Following a hearing on February 7, the IRS appears closer to removing the requirement that trade associations and other tax-exempt organizations provide the names and addresses of donors who contribute $5,000 or more on their Form 990 return.
The IRS took a step closer to rolling back donor disclosure requirements for certain tax-exempt organizations after hearing from witnesses at an agency hearing on February 7.
The IRS has proposed removing the requirement that trade associations and other tax-exempt groups provide the names and addresses of donors who contribute $5,000 or more on Schedule B of their Form 990 return. Charities and other 501(c)(3) organizations, as well as 527 political groups, would still need to disclose donors under the new rules. Tax-exempt groups would still need to keep the names and addresses of donors on file in case the IRS requests them on a case-by-case basis.
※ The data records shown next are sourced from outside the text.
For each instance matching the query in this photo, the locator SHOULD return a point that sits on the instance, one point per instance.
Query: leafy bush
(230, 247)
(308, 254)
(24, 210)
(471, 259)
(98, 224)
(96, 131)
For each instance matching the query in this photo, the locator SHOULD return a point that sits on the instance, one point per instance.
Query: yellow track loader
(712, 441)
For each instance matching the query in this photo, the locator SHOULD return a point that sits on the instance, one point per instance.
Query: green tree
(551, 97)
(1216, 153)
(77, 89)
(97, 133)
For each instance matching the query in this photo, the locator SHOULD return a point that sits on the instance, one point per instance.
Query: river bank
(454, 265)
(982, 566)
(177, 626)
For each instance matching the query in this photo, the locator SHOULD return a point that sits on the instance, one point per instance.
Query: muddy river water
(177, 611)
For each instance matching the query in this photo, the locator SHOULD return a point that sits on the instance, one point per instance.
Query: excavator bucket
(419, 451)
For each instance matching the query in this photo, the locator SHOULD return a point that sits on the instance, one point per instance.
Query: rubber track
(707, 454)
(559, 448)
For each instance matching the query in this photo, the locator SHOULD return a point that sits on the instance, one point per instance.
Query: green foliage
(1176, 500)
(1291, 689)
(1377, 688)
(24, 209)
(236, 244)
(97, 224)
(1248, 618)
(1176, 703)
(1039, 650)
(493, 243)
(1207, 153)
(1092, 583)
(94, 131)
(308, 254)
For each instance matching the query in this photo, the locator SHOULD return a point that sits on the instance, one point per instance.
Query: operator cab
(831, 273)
The IRS proposed the change because it said it doesn’t need the information to enforce the tax code and it protects donors’ information from inadvertently being disclosed for public inspection. The agency’s first attempt to roll back donor disclosure requirements was struck down last year by the U.S. District Court for the District of Montana because the IRS did not go through a notice and comment period before making the change. This time, the agency received roughly 8,400 comments on the new rules and 16 witnesses testified at the hearing last week, mostly conservative groups in support of the proposal.
Critics of the change say it could lead to more anonymous “dark money” donations to groups that engage in political activity. Sen. Ron Wyden (D-OR), ranking member on the Senate Finance Committee, has been a notable voice against the weakening of donor disclosure rules. Some state attorneys general have also fought the change, saying they need IRS-supplied information to oversee nonprofits in their jurisdiction.